Jim McClure, who was the son of a Presbyterian minister and trained as a minister himself, abandoned a career as a minister and was chosen in 1927 to head the Farmer’s Federation of Western North Carolina. McClure believed in the importance of the church to rural communities and added a ‘religious department’ to the farming association. His brother-in-law, also trained as a minister and advocate of the Lord’s Acre idea, developed the Lord’s Acre Plan (The Plan) for the association. The Plan was eventually embraced by over one thousand churches in twenty different denominations. It had international followers as well.

One unforeseen benefit of using The Plan was that many rural churches met their financial obligations during the cash-scarce Depression of the 1930’s and survived. Over time The Plan expanded to include pledged livestock and, for non-farmers, projects of donated time and service as well as gifts of homemade goods, arts and crafts with proceeds going to support the church. Many surviving church festivals, bazaars and dinners still follow the format of the Lord’s Acre Plan developed by the North Carolina farmers’ group. As a formal process, The Plan was active until the early 1970’s.

The Lord’s Acre

Plan at Whitlash

John McDowell, a student at Princeton Seminary, was sent to serve the Whitlash church in 1945. McDowell likely was familiar with The Lord’s Acre Plan as the Presbyterian Church in the United States (then known as the ‘southern Presbyterians’) had been teaching rural church leaders about the potential benefits of The Plan. Or, church leaders could have heard of the plan from other churches. At Whitlash, the Youth Group, young adults, adopted The Plan to begin raising funds to build a church building.

The church was meeting in Liberty Hall, a multi-use community building. According to Jeannette Brown, a long time member of the church, “the Youth Group was concerned with having to clean up the beer and whiskey bottles from the Saturday night dances before church could be held on Sunday morning at the hall.” That year the Youth Group raised nearly $900 for the building fund, the equivalent of about $12,000 in today’s value.

Toni Dafoe, Jeannette Brown’s daughter, said that she believes that was the year the brand was acquired so parishioners could brand livestock and donate the sale proceeds to the building fund. Per Dafoe the “E Hanging M” brand was formerly owned by her grandfather, Elmer Marshal Brown. She said, “I always heard my grandpa had several brands and agreed that the church could use that particular brand.” Current church treasurer Diana Thompson said the church reregistered the brand during the last cycle (mid-2000’s) and the brand is still owned by the church.

The “E Hanging M” brand was first registered in 1899

Because the brand came from Elmer Marshal Brown, I was curious to see if the brand design was based on Brown’s first two initials. Turns out that was a coincidence as the brand was first registered by W. J. Mansfield in Geyser, May 12, 1899. The brand remained registered to various owners in the Cascade County area, then in Judith Basin County after the latter was created in 1920.

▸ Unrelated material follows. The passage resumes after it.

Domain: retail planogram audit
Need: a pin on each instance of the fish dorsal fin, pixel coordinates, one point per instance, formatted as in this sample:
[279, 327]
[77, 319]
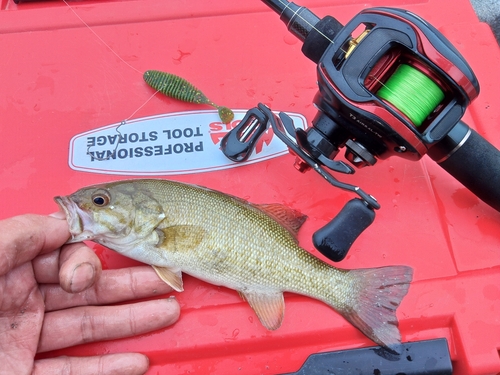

The brand came to this area in 1942 when Ernest Adams, showing a Shelby address, registered the brand but did not reregister it in 1951. Because of some technical issues with how the brands are indexed with the Montana Memory Project, Historical Society Research Bureau Chief Molly Kruckenberg responded to my inquiry “I was not able to locate exactly when the Whitlash Presbyterian Church first registered this brand. However, it was sometime between 1950 and 1961.”

Most members I talked to said they could not recall the brand being used recently. One said, “The times changed and so did ways people support the church.” But the annual dinner and Bazaar, held each fall, is still a mainstay of financial support for the church. The first dinner was held in 1945 and the event is still very much in line with the Lord’s Acre festivals and events still held by churches of many denominations nearly a century after the first pledges in the cotton belt. Like so much in agriculture and rural America, things change as do techniques and practices.